Album pre-order link: https://lnk.to/BeethovenX

The Beethoven Orchestra Bonn performing with Dirk Kaftan and Walter Werzowa a great recording of world-premiere Beethoven pieces. Developed by AI and music scientists as well as composers, Beethoven’s once unfinished 10th symphony now surprises with beautiful Beethoven-like harmonics and dynamics.

For anyone who’d like to hear the October 9, 2021 performance, Sharon Kelly included some details in her August 16, 2021 article for DiscoverMusic,

The world premiere of Beethoven’s 10th Symphony on 9 October 2021 at the Telekom Forum in Bonn, performed by the Beethoven Orchestra Bonn conducted by Dirk Kaftan, will be broadcast live and free of charge on MagentaMusik 360.

Sadly, the time is not listed but MagentaMusik 360 is fairly easy to find online.

You can find out more about Professor Elgammal on his Rutgers University profile page. Elgammal has graced this blog before in an August 16, 2019 posting “AI (artificial intelligence) artist got a show at a New York City art gallery“. He’s mentioned in an excerpt about 20% of the way down the page,

Ahmed Elgammal thinks AI art can be much more than that. A Rutgers University professor of computer science, Elgammal runs an art-and-artificial-intelligence lab, where he and his colleagues develop technologies that try to understand and generate new “art” (the scare quotes are Elgammal’s) with AI—not just credible copies of existing work, like GANs do. “That’s not art, that’s just repainting,” Elgammal says of GAN-made images. “It’s what a bad artist would do.”

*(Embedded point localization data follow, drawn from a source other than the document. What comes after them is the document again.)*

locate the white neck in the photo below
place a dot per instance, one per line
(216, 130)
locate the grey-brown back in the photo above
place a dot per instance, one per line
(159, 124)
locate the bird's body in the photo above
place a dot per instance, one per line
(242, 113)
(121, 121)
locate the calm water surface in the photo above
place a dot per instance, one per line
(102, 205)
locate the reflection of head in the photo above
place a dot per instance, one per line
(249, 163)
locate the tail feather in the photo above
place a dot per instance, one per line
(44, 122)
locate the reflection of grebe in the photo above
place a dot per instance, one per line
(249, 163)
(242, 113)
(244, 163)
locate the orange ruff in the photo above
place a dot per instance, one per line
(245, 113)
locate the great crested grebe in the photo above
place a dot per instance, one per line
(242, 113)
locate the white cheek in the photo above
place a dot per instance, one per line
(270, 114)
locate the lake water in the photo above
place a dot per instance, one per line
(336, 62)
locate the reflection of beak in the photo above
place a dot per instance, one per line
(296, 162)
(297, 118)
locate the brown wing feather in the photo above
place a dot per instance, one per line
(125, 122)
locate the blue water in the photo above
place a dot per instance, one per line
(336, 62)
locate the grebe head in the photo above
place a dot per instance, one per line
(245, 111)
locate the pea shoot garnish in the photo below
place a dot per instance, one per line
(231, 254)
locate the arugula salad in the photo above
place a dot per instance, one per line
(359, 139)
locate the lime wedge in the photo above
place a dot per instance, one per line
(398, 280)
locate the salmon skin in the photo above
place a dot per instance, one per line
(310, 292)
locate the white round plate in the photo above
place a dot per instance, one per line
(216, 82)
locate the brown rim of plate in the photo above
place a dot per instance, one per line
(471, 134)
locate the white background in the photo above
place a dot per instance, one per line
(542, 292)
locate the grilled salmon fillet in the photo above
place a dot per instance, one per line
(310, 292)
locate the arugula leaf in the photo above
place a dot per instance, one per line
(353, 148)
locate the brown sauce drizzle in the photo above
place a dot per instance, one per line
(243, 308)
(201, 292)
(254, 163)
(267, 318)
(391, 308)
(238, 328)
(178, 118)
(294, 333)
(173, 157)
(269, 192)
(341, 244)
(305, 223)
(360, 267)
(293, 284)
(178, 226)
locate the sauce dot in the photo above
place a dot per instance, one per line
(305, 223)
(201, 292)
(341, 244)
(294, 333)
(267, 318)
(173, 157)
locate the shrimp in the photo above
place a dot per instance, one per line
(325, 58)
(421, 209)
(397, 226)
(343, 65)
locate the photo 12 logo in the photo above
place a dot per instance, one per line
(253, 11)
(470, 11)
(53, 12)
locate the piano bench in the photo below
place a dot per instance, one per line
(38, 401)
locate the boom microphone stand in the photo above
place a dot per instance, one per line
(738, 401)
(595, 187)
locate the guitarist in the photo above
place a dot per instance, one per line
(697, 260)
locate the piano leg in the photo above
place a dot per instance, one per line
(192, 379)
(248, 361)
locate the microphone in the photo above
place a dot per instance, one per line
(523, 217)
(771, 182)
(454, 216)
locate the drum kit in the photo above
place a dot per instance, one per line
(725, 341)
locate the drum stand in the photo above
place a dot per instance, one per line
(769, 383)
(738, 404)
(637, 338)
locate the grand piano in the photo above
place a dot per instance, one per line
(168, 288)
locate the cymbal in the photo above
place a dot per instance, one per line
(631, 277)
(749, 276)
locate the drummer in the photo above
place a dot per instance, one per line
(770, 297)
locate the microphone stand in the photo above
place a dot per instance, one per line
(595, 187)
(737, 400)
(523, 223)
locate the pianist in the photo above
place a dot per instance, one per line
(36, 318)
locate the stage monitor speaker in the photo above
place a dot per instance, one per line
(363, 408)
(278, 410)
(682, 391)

Elgammal calls his approach a “creative adversarial network,” or CAN. It swaps a GAN’s discerner—the part that ensures similarity—for one that introduces novelty instead. The system amounts to a theory of how art evolves: through small alterations to a known style that produce a new one. That’s a convenient take, given that any machine-learning technique has to base its work on a specific training set.

Finally, thank you to @winsontang whose tweet led me to this story.